Ho già spiegato quanto sia vantaggioso avere amici scienziati che periodicamente vanno in missione in giro per il mondo. Questo volume è un altro bonus, che mi ha lasciato stupito. Come quando si vedono i primi fumetti di Milo Manara. Eh, già: anche Felix Meynet ha dovuto fare un po’ di gavetta e agli esordi aveva uno stile ben diverso rispetto a quello con cui è conosciuto e apprezzato oggi.
La storia è ambientata nel 1969 ma prende le mosse durante la Resistenza francese, quando un maquisard fuggendo a un agguato rinvenne il favoleggiato tesoro del titolo che i monaci nascosero sulle montagne dell’Alta Savoia alla fine del XVIII secolo. Ma questo lo scopriremo solo a un terzo abbondante del volume: prima Roman e Meynet ci presentano i protagonisti della serie.

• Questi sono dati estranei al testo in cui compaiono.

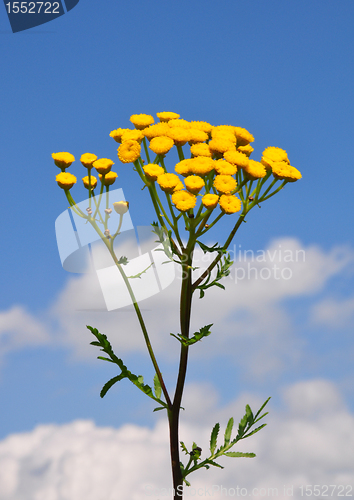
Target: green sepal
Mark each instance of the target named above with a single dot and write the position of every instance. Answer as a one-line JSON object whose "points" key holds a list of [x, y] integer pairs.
{"points": [[186, 341], [214, 437]]}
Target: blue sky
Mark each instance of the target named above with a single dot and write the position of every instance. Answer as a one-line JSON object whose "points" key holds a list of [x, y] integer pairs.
{"points": [[282, 70]]}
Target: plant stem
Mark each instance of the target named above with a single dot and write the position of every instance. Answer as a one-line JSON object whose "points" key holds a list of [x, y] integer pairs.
{"points": [[185, 315]]}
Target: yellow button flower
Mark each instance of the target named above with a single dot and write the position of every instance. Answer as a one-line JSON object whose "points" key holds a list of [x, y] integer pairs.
{"points": [[200, 149], [65, 180], [63, 160], [183, 200], [243, 136], [223, 167], [93, 182], [168, 182], [153, 171], [194, 183], [184, 167], [109, 178], [141, 121], [87, 159], [229, 203], [201, 165], [117, 134], [135, 135], [237, 158], [179, 135], [197, 136], [224, 183], [255, 170], [273, 154], [210, 201], [129, 151], [247, 150], [156, 130], [121, 207], [103, 165], [166, 116], [220, 145], [161, 145]]}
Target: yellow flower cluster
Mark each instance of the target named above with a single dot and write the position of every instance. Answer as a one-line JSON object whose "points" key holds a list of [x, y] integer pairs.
{"points": [[217, 167]]}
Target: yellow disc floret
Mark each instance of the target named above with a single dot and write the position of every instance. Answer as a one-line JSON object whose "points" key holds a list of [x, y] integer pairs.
{"points": [[255, 170], [129, 151], [65, 180], [210, 201], [135, 135], [224, 183], [223, 167], [152, 171], [63, 160], [229, 203], [183, 200], [194, 183], [168, 182], [87, 184], [237, 158], [273, 154], [87, 160], [109, 178], [141, 121], [200, 149], [103, 165], [201, 165], [161, 145]]}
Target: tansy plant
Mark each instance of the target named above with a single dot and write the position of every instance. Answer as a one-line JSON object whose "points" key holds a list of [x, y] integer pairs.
{"points": [[214, 178]]}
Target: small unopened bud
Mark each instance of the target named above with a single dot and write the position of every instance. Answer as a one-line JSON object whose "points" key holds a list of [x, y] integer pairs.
{"points": [[121, 207]]}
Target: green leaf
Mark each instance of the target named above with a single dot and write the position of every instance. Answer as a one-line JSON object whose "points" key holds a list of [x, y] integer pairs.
{"points": [[157, 386], [228, 431], [109, 384], [256, 430], [214, 437], [239, 454]]}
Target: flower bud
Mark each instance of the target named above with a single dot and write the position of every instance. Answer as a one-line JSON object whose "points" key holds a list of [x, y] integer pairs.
{"points": [[121, 207]]}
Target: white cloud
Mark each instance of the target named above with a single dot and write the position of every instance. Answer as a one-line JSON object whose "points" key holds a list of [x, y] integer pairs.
{"points": [[81, 460], [333, 313], [18, 328], [248, 318]]}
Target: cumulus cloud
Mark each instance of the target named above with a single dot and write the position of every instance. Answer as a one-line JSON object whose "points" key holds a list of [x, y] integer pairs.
{"points": [[81, 460], [250, 316], [19, 328]]}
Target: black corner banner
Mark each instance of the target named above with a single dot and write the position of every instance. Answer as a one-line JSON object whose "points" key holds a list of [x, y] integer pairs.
{"points": [[26, 15]]}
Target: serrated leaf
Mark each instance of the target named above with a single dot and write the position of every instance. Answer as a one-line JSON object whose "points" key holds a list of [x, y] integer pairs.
{"points": [[256, 430], [214, 437], [157, 386], [228, 431], [239, 454], [109, 384]]}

Mel Dalvoz è un escursionista e un istruttore di sci con un certo talento artistico, adesso che è bassa stagione viene ingaggiato come guida dalla bella Mirabelle, imbranata e vanesia (all’inizio pensava di affrontare le pendici con i tacchi alti) che però alla fine riserverà qualche sorpresa. Si trovano coinvolti nella ricerca del tesoro, ma non è una situazione semplice perché l’antico monastero venne inghiottito nel terreno da una delle periodiche frane della zona e leggenda vuole che ci sia pure un enorme lupo a custodirlo. E qualcuno quel lupo lo ha anche visto.
Come intuibile dalla copertina, la vicenda per quanto solida passa spesso in secondo piano rispetto ai battibecchi della coppia di protagonisti, lui sportivo un po’ orso e lei modaiola estroversa. Con ogni probabilità la destinazione originaria era la serializzazione su rivista: certi misteri vengono risolti nell’arco di una pagina (aspettare una settimana o un mese dopo un cliffhanger dava una tensione che qui è assente) e l’azione procede spedita pur tra ellissi. Alcuni passaggi possono sembrare un po’ inverosimili o forse Pascal Roman procedeva senza avere ancora in mente l’esatto sviluppo della storia, comunque alla fine tout se tient: anche troppo, purtroppo, perché il finale risulta affrettato e viene risolto con un deus ex machina. Ma da una parte i protagonisti non sono degli eroi classici e dall’altra nel 1991 i volumi inseriti nelle collane consolidate (in questo caso Génération Dargaud) dovevano essere di 46 tavole, salvo poche eccezioni di certo non riservate agli esordienti. Un discreto rammarico, ma niente di drammatico, è l’uso occasionale dell’argot della zona, che probabilmente mi ha fatto perdere certe sfumature dei dialoghi – dialoghi peraltro molto divertenti.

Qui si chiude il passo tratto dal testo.